Teknologi mikroenkapsulasi dengan spray drying merupakan teknologi
yang tepat untuk diterapkan dalam proses pembuatan sediaan berbahan dasar
antosianin karena mikroenkaspsulasi dapat melindungi antosianin dari pengaruh
suhu dan cahaya sehingga sediaan dapat disimpan dalam jangka waktu yang
cukup lama. Spray drying adalah metode enkapsulasi yang paling banyak
digunakan dalam industri makanan. Prosesnya ekonomis dan fleksibel,
menggunakan peralatan yang telah banyak tersedia, dan menghasilkan partikel
dengan kualitas yang baik (Rosenberg et al., 1990 dan Reineccius, 1988). Produk
yang dihasilkan adalah matriks polimer yang tercampur secara homogen yang
menyelimuti materi inti.

Gambar 3. Representasi mikrokapsul: (A) materi inti kontinu yang


dikelilingi oleh pelapis yang kontinu; (B) materi inti terdispersi dalam matriks
pelapis
Tahap mikroenkapsulasi ini dilakukan dengan mengikuti proses
mikroenkapsulasi vitamin C karena sifatnya yang menyerupai antosianin.
Diharapkan proses yang akan diterapkan nantinya akan meminimalisir kerusakan
antosianin.
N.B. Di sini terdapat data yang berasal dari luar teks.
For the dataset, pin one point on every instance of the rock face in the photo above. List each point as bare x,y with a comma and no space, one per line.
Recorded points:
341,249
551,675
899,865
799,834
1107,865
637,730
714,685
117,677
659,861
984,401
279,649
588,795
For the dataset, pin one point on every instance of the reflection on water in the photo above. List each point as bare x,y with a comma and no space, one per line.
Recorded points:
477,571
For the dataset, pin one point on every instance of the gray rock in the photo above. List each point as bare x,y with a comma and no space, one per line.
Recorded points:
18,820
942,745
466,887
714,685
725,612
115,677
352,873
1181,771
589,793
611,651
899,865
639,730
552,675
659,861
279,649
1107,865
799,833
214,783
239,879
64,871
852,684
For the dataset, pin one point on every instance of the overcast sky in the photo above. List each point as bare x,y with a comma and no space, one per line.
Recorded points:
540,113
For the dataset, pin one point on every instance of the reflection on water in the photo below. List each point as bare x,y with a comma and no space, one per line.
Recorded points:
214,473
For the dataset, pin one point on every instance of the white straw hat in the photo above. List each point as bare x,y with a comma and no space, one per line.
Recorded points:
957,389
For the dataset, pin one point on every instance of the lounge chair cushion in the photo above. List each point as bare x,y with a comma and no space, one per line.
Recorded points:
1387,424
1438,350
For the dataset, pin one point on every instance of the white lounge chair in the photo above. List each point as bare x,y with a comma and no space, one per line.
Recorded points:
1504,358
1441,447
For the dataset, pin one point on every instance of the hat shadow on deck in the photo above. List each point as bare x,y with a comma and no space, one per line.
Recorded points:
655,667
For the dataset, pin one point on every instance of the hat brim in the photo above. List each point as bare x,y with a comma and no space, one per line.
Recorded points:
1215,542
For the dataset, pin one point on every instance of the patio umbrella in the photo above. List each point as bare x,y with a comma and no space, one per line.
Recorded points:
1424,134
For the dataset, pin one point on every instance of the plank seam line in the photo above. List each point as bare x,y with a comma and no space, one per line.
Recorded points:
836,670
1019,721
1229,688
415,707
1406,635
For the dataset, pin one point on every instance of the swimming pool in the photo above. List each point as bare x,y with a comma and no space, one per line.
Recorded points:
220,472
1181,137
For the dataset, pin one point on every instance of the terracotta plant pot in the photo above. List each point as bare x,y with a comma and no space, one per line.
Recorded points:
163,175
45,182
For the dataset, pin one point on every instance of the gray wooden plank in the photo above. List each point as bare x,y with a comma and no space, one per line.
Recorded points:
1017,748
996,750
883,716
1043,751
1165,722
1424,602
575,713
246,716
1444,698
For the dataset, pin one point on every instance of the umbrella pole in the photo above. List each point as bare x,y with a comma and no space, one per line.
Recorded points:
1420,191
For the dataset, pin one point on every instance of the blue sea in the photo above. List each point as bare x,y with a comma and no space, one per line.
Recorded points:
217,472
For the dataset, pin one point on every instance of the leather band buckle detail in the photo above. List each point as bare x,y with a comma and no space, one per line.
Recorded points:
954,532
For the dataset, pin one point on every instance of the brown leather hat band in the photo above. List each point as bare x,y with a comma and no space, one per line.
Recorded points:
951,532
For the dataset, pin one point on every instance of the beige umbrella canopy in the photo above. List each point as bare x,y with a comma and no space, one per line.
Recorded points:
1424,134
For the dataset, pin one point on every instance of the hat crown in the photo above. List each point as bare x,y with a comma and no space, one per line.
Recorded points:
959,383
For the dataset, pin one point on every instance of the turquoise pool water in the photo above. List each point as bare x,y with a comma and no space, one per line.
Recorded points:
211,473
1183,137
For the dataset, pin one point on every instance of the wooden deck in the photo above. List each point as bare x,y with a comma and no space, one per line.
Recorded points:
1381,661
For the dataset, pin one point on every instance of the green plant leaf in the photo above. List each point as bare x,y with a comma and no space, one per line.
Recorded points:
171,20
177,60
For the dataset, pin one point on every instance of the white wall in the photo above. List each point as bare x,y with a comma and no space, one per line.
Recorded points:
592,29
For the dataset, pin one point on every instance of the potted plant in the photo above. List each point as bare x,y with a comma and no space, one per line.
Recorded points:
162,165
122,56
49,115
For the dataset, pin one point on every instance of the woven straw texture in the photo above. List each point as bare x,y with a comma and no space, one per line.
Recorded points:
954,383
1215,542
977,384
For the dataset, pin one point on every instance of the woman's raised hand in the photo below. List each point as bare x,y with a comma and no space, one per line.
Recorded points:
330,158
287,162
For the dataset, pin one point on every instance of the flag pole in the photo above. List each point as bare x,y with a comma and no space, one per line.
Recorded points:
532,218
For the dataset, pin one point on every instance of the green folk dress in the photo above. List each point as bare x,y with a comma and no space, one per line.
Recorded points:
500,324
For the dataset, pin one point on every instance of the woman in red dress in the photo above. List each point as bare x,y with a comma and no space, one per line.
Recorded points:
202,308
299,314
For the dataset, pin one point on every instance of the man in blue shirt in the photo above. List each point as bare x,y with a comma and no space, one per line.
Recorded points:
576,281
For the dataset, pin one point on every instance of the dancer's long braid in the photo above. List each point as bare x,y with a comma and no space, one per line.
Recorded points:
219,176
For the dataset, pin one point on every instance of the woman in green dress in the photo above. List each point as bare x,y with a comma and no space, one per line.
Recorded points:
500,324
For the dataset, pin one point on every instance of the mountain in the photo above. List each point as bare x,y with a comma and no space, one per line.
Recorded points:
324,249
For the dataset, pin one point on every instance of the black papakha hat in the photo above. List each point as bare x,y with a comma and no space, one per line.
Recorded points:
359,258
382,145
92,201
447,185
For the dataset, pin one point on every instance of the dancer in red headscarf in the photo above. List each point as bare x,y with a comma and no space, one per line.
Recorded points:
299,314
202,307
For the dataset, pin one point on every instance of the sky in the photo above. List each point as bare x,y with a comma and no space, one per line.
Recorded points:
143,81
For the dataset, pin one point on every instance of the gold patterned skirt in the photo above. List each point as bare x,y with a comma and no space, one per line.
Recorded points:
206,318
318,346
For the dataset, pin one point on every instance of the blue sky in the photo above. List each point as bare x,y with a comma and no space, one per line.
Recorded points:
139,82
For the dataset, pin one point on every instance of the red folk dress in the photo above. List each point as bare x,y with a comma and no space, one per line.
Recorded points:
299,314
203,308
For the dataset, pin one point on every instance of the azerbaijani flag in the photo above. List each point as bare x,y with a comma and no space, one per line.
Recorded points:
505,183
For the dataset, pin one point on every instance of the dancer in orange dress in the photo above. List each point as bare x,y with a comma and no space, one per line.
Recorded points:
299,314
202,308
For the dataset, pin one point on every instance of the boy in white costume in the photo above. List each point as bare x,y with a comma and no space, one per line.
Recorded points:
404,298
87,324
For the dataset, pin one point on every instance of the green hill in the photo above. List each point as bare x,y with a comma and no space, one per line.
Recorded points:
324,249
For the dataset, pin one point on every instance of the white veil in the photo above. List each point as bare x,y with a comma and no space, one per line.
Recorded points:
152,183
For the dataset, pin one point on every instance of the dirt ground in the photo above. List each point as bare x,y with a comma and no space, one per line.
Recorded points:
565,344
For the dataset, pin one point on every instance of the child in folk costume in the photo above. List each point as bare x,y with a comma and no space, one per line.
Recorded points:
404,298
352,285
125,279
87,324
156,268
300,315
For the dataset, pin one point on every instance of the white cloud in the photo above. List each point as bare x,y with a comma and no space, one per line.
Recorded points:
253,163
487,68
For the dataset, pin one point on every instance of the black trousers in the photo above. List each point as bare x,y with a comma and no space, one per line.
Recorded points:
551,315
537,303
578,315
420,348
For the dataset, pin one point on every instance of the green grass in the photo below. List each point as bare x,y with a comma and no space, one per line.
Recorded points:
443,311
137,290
Sebelum proses spray drying dilakukan, ekstrak antosianin harus
direhidrasi terlebih dahulu. Ekstrak antosianin kemudian ditambahkan bahan
pengisi berupa campuran maltodekstrin dan capsul dengan perbandingan 1:1
sebanyak 10 % dari volume ekstrak. Penambahan maltodekstrin bertujuan untuk
melindungi antosianin dari proses oksidasi (Reineccius, 1991), sedangkan
penambahan capsul bertujuan untuk mengikat komponen-komponen yang akan
menjadi volatil pada saat proses spray drying dilakukan dan menstabilkan emulsi
yang terbentuk (Marchal et al., 1999). Selanjutnya, campuran tersebut perlu
diemulsikan menjadi suatu koloid dengan cara pemanasan singkat. Karena ekstrak
antosianin telah terenkapsulasi, maka ekstrak antosianin dapat dikeringkan pada
suhu tinggi tanpa khawatir akan terdegradasi. Setelah melewati proses
pengeringan dan kristalisasi, ekstrak akan berubah menjadi serbuk kering yang
siap digunakan. Serbuk kering yang telah melewati proses mikroenkapsulasi
kemudian dikemas dalam kapsul gelatin keras.